Czasami ma się wrażenie, że w Polsce żyje tylko parę osób, bo na okrągło mówi się o tych samych. Tygodnik W Sieci zrobił wywiad z cór- ką byłego prezydenta Martą Kaczyńską o Jarosławie Kaczyńskim, ale Do Rzeczy jest lepsze, bo o Jarosławie Kaczyńskim zrobiło wywiad z samym Jarosławem Kaczyńskim.
Marta Kaczyńska na pytanie: „ Słyszy pani pretensje do Jarosława Kaczyńskiego, że bywa autorytarny, że nie chce się dzielić władzą?” odpowiada zupełnie nie na temat, ale prawdziwie: „ Znam trochę kuchnię”. Wto akurat nie wątpimy: jest to miejsce, gdzie rozmówczyni pisma czuje się najlepiej.
Sam Jarosław Kaczyński na kuchni się nie zna (przynajmniej nic o tym nie mówi), ale na pokoju również nie. Zna się bowiem raczej na wojnie. W wywiadzie z nim pada mnóstwo niemożliwych do sprawdzenia tez na temat przeszłości, ale wszystkie bije końcowa. W odpowiedzi na pytanie: „Wiele razy pan mówił, że Lech Kaczyński miał szansę na reelekcję w 2010 r. Na jakiej podstawie?” prezes PiS odpowiada: „ Jego wygraną uważam za przynajmniej dość prawdopodobną, choć mógł też przegrać”.

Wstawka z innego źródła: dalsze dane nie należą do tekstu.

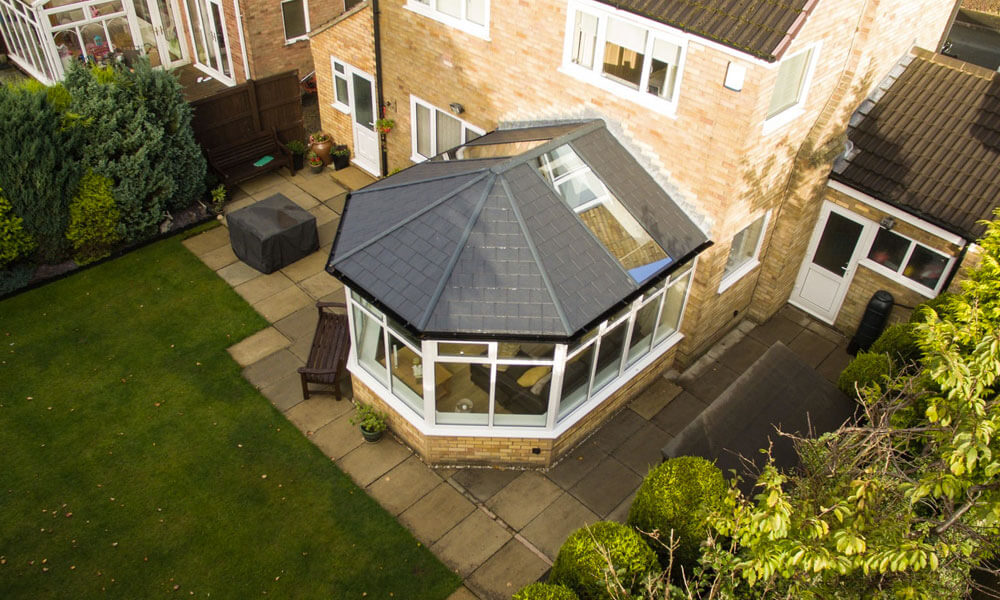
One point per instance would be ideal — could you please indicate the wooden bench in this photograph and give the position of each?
(234, 163)
(327, 362)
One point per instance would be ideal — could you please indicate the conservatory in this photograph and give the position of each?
(508, 294)
(43, 37)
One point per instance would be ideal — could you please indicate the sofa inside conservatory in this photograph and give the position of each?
(509, 295)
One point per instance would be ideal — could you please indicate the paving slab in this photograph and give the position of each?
(271, 368)
(682, 410)
(655, 397)
(284, 393)
(237, 273)
(484, 483)
(313, 414)
(511, 568)
(369, 461)
(641, 451)
(437, 513)
(408, 482)
(220, 257)
(203, 243)
(470, 543)
(606, 486)
(552, 526)
(338, 438)
(257, 346)
(263, 287)
(280, 305)
(576, 464)
(619, 428)
(522, 499)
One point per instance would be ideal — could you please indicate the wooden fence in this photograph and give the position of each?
(256, 105)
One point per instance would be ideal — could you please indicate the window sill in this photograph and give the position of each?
(649, 101)
(480, 31)
(730, 280)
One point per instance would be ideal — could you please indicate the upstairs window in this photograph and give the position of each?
(471, 16)
(295, 18)
(624, 56)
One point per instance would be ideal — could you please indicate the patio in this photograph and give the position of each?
(499, 529)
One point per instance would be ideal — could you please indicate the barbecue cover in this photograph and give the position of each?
(272, 233)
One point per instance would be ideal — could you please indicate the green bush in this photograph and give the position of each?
(15, 242)
(545, 591)
(898, 342)
(581, 563)
(866, 370)
(678, 495)
(93, 220)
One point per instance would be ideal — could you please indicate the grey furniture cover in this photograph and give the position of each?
(272, 233)
(777, 391)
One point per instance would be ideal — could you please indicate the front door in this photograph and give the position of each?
(830, 263)
(366, 139)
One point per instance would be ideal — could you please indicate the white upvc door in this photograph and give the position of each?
(830, 262)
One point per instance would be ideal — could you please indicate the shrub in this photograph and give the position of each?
(898, 342)
(581, 563)
(93, 220)
(868, 369)
(545, 591)
(678, 495)
(15, 242)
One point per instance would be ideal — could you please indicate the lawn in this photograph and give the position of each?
(135, 461)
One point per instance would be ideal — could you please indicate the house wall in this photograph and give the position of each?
(464, 450)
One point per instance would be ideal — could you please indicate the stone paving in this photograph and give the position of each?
(500, 529)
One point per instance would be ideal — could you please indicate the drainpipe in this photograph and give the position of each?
(376, 31)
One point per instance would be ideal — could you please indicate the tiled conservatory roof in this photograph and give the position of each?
(487, 247)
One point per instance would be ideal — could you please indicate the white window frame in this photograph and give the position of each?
(344, 107)
(305, 16)
(429, 9)
(796, 110)
(897, 275)
(729, 279)
(594, 74)
(466, 127)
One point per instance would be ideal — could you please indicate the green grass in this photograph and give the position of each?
(133, 455)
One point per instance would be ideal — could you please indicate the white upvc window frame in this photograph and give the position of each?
(305, 15)
(428, 8)
(344, 107)
(415, 156)
(793, 112)
(594, 74)
(730, 279)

To wyważone stanowisko podpiera jednak prawdziwą bombą: „ W nocy, kilka godzin przed tragedią, usłyszałem wyniki badań, które były optymistyczne. Według nich Leszek zbliżał się do Bronisława Komorowskiego”. „ W piątek, 9 kwietnia?” – dziennikarz upewnia się, czy dobrze usłyszał. „ To była już noc, więc może i sobota”.
Jest to pierwsza informacja, jaka przedostaje się do wiadomości publicznej, co robił Jarosław Kaczyński w dzień katastrofy smoleńskiej. Czytał sondaże.
Warto dodać, że nigdy ich nie ujawniono, a i wnioski samego Jarosława Kaczyńskiego są ostrożne: „ Być może więc wygralibyśmy te wybory, choć głowy za to nie daję”.
Najbardziej niepokojące jest to, że Do Rzeczy uznaje analizy kolejnych klęsk PiS z niezwykłą biegłością przeprowadzane przez Kaczyńskiego za „ temat tygodnia”. Czyżby chcieli tym coś sugerować?
Na koniec wciągająca rozmowa z Charlesem Duhiggiem, który mówi Polityce o sile przyzwyczajeń. „ 4o procent działań, które podejmujemy każdego dnia, nie wynika z przemyślanych decyzji, tylko jest efektem nawyków”. W tekście sensacyjna wręcz informacja, że instynktownie zawsze idziemy w prawo! Po wejściu do marketu „ ludzie z a w s z e idą w prawo – to udowodnione”.
Jest tym bardziej dziwne, że w różnych innych sytuacjach życiowych, kiedy mają wybrać kierunek: prawo czy lewo, tak rzadko wybierają prawo! A już na pewno nie kierują się w tę stronę w życiu – tak jak to robią w supermarkecie – automatycznie.